7 YO Behavior Issues
Please help! Our 7 year old, who has up until recently always been my buddy, has become increasingly sullen and crabby over the last 6 months. He almost doesn't let me talk to him any more. When I try he cuts me off, whines and covers his ears. Last night he put a pillow over his head so he couldn't hear me - I was simply asking him to tell me if something was wrong. He cries at the drop of a hat and his behavior is being noticed by his peers. I can see that he's on the verge of being shunned and want desperately to help fix whatever is wrong. At first we thought he was tired, but we've been making sure he goes to bed at a reasonable hour. This hasn't helped. His pediatrician had him fill out some questionaires, but has not called us back with any results (he's a "no news is good news" kind of doc). it breaks my heart to see him this way, but the more I try to hlp, the farther away he pulls. Does anyone have any ideas?
Re: 7 YO Behavior Issues
Has anything major changed in his life in the last six months to a year? Is he sleeping through the night? Possible night terrors? Don't take this personally I am just throwing ideas out there. The way you are describing him it sounds like someone hurt him and he is mad at you for not protecting him. If I were you I would really consider taking him in to a therapist who can then figure out what is causing this sudden change in behavior.
Re: 7 YO Behavior Issues
I'm with trg on this as well. First anything I say below isn't directed in any bad way okay. So onto trying to figure out what might be the problem. First is his dad living with you both. You didn't say so I'm assuming yes. So with that said have you and your partner been having fights lately (yelling at each other). I would assume not as I'm sure you would have said so.

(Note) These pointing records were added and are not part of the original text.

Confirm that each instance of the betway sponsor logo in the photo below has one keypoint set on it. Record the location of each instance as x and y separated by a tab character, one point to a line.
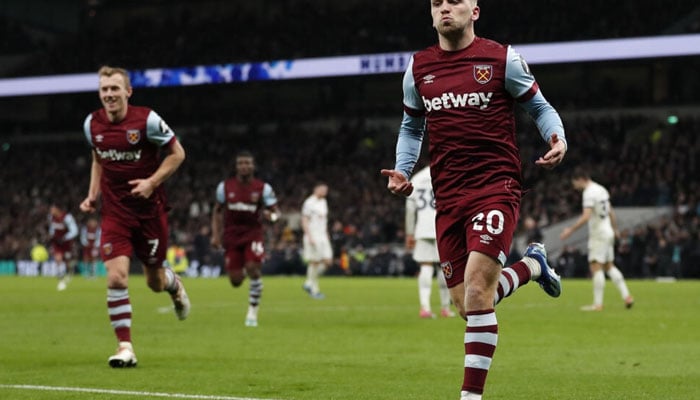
240	206
116	155
451	100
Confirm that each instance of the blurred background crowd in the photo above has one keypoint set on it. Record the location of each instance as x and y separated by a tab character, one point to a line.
634	123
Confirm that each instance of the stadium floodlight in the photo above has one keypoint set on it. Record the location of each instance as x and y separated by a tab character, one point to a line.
383	63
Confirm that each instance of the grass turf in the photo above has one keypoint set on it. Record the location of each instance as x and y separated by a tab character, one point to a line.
364	341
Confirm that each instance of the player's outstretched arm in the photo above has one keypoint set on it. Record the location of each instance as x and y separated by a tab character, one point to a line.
555	155
89	204
398	184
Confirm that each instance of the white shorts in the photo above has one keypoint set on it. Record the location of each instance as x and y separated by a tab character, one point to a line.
426	251
601	251
320	251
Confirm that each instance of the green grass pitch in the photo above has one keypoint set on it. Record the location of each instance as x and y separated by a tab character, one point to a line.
364	341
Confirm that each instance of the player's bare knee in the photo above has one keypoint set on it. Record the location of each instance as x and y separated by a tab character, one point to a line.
156	286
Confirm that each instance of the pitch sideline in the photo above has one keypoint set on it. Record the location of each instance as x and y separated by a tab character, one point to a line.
125	392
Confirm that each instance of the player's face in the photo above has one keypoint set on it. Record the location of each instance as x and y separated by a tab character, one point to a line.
244	166
453	17
321	190
578	184
114	94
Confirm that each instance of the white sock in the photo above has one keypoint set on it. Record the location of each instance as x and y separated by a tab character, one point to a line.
425	283
619	281
170	282
252	312
469	396
598	287
312	273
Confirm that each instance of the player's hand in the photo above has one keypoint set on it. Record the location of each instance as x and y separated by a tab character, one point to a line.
555	155
89	205
142	188
410	242
565	233
398	184
271	216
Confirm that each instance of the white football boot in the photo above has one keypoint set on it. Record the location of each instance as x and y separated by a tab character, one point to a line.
180	300
124	358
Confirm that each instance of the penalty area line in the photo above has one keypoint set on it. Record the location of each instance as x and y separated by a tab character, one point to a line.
125	392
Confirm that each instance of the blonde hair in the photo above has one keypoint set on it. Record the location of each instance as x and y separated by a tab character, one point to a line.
109	71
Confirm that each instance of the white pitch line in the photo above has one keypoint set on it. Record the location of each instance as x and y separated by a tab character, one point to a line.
125	392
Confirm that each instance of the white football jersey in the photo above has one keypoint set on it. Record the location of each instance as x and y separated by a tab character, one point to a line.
316	210
596	197
422	202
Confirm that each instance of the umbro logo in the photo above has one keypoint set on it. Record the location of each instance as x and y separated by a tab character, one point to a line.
485	239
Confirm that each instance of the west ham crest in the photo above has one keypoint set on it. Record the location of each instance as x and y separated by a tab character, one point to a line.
483	73
446	269
133	136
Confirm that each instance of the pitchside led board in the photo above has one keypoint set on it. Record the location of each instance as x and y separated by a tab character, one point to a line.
546	53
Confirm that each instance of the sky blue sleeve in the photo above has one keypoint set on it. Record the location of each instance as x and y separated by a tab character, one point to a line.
412	127
72	228
521	84
86	129
409	144
220	198
157	130
269	197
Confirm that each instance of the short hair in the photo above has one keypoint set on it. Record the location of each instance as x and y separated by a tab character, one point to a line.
244	153
108	71
580	173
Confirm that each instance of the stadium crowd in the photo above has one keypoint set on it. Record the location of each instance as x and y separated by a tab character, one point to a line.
327	132
654	169
180	33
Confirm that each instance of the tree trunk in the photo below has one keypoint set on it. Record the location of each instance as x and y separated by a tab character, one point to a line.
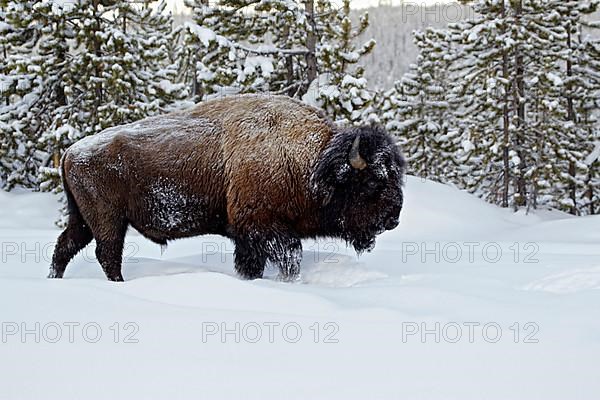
311	43
506	136
573	118
519	95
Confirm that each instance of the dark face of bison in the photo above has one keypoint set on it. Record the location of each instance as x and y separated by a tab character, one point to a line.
359	181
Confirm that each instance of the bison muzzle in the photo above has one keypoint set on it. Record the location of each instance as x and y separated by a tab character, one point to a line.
264	171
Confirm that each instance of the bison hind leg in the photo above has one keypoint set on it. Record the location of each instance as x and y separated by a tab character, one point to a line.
250	258
75	237
110	237
252	252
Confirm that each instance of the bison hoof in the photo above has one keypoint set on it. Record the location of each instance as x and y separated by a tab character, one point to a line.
250	275
116	278
289	278
54	274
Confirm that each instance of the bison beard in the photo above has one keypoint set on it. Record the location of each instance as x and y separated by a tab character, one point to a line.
264	171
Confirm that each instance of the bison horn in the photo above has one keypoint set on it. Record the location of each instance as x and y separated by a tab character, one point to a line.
356	160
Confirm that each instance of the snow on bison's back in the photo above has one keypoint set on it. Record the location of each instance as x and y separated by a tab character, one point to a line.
265	171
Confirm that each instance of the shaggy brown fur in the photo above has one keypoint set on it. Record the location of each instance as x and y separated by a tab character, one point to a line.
242	167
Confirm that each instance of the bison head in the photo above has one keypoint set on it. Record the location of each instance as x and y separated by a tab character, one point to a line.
358	181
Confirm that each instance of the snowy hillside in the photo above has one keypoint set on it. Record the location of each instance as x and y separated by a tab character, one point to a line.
462	301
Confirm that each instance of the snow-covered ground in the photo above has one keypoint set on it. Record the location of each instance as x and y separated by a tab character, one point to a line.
463	300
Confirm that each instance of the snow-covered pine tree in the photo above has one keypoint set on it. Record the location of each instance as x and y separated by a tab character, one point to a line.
483	74
342	89
580	66
278	46
117	71
420	102
21	87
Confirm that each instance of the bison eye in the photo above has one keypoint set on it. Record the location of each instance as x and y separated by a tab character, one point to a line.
372	185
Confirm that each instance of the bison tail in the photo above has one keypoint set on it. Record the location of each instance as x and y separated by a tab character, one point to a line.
72	207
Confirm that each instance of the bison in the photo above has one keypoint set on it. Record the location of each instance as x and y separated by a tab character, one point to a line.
264	171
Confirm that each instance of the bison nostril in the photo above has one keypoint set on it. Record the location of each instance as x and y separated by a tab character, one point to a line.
391	223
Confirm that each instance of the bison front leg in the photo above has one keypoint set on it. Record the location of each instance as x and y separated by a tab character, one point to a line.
286	252
250	258
109	254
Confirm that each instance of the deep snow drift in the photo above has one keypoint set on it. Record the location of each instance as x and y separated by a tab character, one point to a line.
462	300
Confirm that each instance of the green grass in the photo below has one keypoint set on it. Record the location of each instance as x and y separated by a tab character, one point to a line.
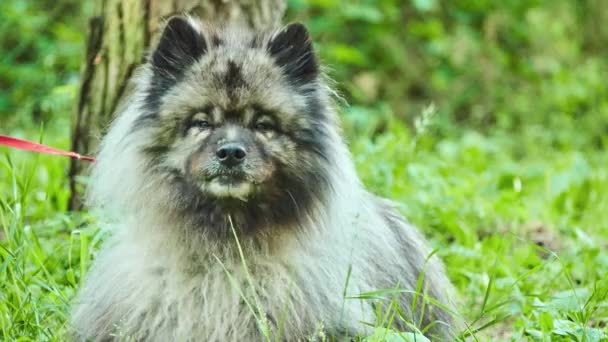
523	233
508	177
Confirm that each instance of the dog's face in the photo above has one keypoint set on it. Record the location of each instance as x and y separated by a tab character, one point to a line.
236	122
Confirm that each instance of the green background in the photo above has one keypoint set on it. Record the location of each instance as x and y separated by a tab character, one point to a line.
487	121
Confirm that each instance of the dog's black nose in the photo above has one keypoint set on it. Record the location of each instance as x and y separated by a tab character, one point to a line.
231	154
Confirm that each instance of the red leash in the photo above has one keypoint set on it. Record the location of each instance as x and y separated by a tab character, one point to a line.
32	146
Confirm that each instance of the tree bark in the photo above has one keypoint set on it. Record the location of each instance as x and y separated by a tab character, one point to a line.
118	35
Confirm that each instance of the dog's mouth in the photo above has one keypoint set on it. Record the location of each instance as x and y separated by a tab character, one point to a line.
229	185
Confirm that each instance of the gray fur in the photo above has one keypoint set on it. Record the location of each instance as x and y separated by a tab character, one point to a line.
163	277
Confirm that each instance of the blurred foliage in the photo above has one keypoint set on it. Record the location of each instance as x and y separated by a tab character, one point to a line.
506	172
486	64
40	47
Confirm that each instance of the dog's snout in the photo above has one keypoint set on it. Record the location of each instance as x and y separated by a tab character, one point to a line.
231	154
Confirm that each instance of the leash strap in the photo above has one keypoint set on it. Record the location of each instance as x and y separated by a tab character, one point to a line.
35	147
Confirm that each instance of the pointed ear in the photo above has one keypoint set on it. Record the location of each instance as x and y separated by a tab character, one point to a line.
180	45
292	50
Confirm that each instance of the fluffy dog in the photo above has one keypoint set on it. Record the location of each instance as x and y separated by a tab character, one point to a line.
235	208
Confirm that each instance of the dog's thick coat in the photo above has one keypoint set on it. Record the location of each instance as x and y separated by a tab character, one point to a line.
309	233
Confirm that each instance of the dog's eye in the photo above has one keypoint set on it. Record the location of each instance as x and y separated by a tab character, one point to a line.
201	124
264	124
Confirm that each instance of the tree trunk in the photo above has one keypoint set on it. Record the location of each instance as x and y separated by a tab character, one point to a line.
118	36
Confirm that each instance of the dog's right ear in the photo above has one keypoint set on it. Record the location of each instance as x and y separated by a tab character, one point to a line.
180	45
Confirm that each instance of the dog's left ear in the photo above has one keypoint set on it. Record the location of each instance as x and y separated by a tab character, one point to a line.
180	45
292	49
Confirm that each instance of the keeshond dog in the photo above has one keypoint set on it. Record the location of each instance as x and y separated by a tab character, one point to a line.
235	209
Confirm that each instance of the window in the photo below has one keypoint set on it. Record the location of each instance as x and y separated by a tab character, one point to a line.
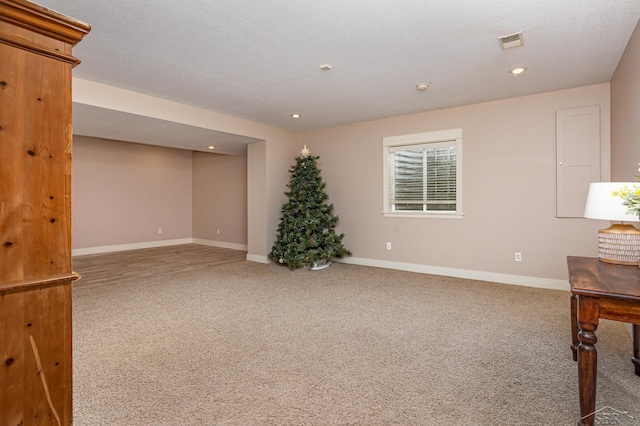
423	174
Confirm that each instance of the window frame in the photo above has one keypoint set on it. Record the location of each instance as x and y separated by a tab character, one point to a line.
418	141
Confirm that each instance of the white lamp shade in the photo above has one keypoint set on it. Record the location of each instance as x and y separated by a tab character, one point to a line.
601	204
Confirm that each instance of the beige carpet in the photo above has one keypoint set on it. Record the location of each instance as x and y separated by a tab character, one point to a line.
252	344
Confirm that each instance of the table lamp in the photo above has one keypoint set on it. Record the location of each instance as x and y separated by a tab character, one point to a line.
620	243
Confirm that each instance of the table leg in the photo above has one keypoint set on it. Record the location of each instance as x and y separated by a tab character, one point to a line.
636	347
588	313
574	326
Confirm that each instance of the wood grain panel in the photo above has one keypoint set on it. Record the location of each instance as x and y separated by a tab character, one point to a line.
35	213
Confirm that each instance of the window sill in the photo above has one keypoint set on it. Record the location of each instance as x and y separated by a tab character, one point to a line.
420	215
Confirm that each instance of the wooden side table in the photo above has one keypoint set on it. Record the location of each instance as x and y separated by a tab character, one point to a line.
599	290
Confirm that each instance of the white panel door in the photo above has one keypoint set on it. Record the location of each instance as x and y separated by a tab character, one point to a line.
577	158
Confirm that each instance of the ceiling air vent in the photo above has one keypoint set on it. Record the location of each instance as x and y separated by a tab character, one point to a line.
511	40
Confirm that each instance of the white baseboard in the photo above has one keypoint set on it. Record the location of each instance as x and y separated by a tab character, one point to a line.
151	244
132	246
462	273
222	244
258	259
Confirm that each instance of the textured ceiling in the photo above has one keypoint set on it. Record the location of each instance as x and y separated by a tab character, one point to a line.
260	60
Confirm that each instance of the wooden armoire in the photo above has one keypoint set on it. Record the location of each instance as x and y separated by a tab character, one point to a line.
35	213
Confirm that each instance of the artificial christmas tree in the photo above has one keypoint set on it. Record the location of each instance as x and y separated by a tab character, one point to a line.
306	234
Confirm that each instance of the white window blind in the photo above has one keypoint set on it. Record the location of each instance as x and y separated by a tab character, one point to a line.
423	177
422	174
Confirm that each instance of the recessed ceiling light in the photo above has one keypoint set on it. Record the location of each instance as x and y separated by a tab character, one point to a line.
517	71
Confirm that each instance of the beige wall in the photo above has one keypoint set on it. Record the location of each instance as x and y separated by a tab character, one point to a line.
220	198
508	188
625	113
123	193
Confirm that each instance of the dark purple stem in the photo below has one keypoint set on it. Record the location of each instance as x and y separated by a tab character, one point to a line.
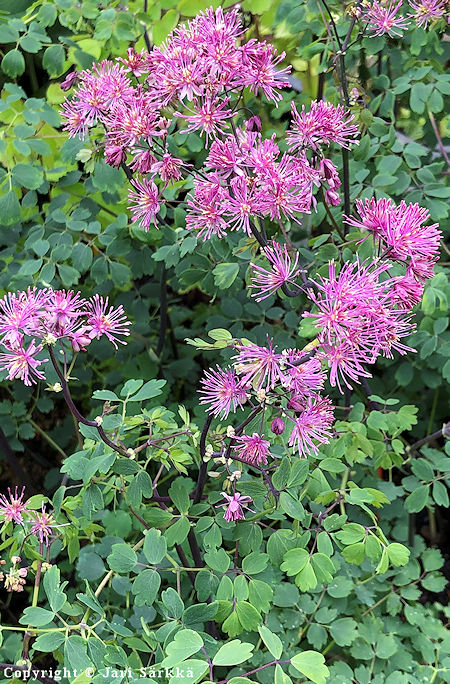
75	412
258	669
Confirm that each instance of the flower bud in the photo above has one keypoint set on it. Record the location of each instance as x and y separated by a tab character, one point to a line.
277	426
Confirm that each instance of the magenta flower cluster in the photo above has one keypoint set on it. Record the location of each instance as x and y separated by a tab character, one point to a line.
361	312
14	510
35	318
287	382
383	17
197	78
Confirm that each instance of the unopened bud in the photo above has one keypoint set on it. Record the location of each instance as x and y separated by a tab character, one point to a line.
57	387
277	426
49	339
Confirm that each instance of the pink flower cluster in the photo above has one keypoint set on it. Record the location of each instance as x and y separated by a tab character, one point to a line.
288	382
193	78
248	179
29	320
14	509
383	17
197	77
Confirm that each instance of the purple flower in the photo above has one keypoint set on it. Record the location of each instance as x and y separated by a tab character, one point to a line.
145	203
382	18
21	363
223	391
207	116
427	11
312	425
103	319
43	525
400	230
259	365
253	450
234	506
284	269
323	124
277	426
13	508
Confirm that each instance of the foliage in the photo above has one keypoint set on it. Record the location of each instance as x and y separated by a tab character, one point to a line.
335	575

If he doesn't have his dad around that could be the problem all the sudden at his age when it never was before. I also believe you would have said this as well. I'm just not the person to assume this stuff which is why I asked.
So if the above aren't the issue my guess it would be outside his home. So that could mean anything from a friend starting to be mean or maybe a bully. My next door neighbors son (8yo) had one of his friends pull his pants down in front of his friends (both boys and girls) that caused the same type of reaction as your ds. Some boys at that age can become very ashamed about this but will "not" tell his father and without a doubt tell his mother about it. This causes him to withdrawl from the opposite sex (ie you) quite a bit. Its quite a childish prank that kids do without understanding the real harm it can do to others.
Also this might cause him to withdraw from his friends which also results in "not" having his friends to play with which in turn makes things even worse.
The only problem with all the above is that this stuff in most cases doesn't last six months. Either way this is quite a sudden change in personality that has lasted long enough that whatever the problem is its severe enough to warrant seeing a doctor about it. Now if he was 12 years old and became this way I would say its puberty but as he is only 7 years old I cannot see a normal reason for this change.